Евреи уже с конца XIX века участвовали в революционном движении. Причем их участие увеличивается именно тогда, когда благодаря либеральным реформам появилось больше возможностей получать образование и реализовываться в различных общественных сферах. Во-первых, только получая современное образование, евреи могли приобщиться к современной антиавторитарной философии и осознать свое угнетенное положение. Во-вторых, существуя в городском светском пространстве, образованные евреи уже не могли находить полноценного утешения в религии, которая ассоциировалась у них с провинциальностью и отсталостью, и их надежды могли связываться только с изменением политической реальности. К концу 1880-х гг., в течение всего 15 лет, доля евреев участников революционного движения выросла с 4-5% до 40%, так что евреи стали критической массой протестного движения [14].

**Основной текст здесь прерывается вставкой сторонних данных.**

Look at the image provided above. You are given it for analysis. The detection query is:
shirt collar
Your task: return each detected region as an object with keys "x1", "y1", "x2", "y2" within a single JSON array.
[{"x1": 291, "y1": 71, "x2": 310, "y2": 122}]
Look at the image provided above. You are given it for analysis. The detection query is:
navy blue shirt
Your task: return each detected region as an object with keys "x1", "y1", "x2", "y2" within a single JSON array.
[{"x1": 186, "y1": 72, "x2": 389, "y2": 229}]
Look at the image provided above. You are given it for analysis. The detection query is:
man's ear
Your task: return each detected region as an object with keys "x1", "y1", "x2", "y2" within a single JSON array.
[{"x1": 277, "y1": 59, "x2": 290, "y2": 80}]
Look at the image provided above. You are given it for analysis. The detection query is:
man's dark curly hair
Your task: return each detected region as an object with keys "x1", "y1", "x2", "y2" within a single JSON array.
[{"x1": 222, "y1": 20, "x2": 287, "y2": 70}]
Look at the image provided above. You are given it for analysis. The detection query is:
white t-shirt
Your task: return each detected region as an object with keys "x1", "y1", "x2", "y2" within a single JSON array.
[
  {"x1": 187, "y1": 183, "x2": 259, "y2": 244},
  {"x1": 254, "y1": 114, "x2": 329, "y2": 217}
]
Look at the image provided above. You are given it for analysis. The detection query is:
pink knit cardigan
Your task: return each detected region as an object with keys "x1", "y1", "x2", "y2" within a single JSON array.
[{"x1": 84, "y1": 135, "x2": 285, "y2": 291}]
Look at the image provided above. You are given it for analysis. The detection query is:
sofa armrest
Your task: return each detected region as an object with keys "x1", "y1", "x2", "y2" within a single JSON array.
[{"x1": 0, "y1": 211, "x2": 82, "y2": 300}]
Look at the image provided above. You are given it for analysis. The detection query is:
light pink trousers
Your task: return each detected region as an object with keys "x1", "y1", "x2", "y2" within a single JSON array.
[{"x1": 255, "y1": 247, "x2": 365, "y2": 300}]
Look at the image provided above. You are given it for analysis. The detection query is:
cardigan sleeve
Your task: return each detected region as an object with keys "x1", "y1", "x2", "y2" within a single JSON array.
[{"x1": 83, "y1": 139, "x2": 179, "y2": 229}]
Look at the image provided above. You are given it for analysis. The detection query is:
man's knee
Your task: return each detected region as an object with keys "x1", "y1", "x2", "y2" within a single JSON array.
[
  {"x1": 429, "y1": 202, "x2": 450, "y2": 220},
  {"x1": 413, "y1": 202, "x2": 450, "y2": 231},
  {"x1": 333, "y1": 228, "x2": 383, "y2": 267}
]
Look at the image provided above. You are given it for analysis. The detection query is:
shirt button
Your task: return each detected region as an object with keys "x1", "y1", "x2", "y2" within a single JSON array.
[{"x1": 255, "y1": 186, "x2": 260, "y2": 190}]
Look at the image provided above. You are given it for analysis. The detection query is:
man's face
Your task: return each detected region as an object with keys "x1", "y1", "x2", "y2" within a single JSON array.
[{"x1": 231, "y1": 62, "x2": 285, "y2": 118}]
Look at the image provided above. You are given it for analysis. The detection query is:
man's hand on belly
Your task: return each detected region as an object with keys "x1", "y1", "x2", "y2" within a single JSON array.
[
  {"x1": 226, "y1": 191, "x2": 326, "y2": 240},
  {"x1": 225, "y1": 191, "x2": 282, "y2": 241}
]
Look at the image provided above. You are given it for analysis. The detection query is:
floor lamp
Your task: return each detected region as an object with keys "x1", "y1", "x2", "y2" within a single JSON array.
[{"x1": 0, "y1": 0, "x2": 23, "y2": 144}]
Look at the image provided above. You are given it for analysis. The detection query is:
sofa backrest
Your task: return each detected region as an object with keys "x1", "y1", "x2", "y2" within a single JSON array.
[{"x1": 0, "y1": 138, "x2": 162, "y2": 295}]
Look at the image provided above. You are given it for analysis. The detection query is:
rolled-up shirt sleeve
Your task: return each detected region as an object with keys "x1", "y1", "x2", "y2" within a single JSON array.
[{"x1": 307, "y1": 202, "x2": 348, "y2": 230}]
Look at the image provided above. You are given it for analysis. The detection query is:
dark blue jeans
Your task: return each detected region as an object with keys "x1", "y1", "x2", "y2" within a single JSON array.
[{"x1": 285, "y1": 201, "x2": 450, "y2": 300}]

Важно отметить, что все основные меньшинства одновременно включились в протестные движения и оказывали давление на старый режим на всех фронтах. Так, царя во многом вынудили принять Конституцию 1905 года бастующие промышленные рабочие и железнодорожники, парализовавшие экономику страны [15].
Евреев в левых революционных партиях (Бунд, Поалей Цион, меньшевики, большевики и эсеры) привлекало их решительное осуждение антисемитизма, обещание полного равноправия и надежда на социальные изменения. В то же время Николай II поддерживал антисемитскую правую партию «Союз русского народа». В 1915 г. еврейское население со всеми возможными нарушениями их прав со стороны властей было депортировано из прифронтовой зоны и лишено средств к существованию. Это дало новый толчок росту революционности еврейских масс. Большинство евреев, однако, поддержало Февральскую, а не Октябрьскую революцию, многие из них в Гражданскую войну пытались участвовать в белом движении. Но уровень антисемитизма среди основной массы солдат и офицеров белых был настолько высок, что из-за издевательств солдаты евреи покидали белые армии, а из-за погромов, чинимых антибольшевистскими силами, большая часть евреев оказалась готовой поддержать советскую власть, которая одна решительно выступала против антисемитизма и карала виновных в погромах. Антибольшевистские силы оказались абсолютно неспособны привлекать меньшинства на свою сторону, поскольку ориентировались на эталон большинства прежнего исторического хронотопа – обеспеченного русского. В итоге даже религиозные евреи стали вступать в Красную Армию, поскольку только она могла освободить весь еврейский народ от угнетения [16]. Об этом же пишет В.В. Энгель: уже в период Гражданской войны большевики боролись с традиционной еврейской религиозной культурой, запрещали преподавание на иврите, запрещали сионистские организации. Однако у евреев просто не было выбора: единственной альтернативой большевизму была антисемитская военная диктатура. На территориях всех антибольшевистских сил происходили массовые еврейские погромы. И евреи поддержали меньшее из зол. Кроме того, большая часть еврейских молодых мужчин и женщин и так тяготились косностью традиционной иудаистской культуры [17], которая уже не могла обеспечить их идентичность в условиях публичного сциентистского общества.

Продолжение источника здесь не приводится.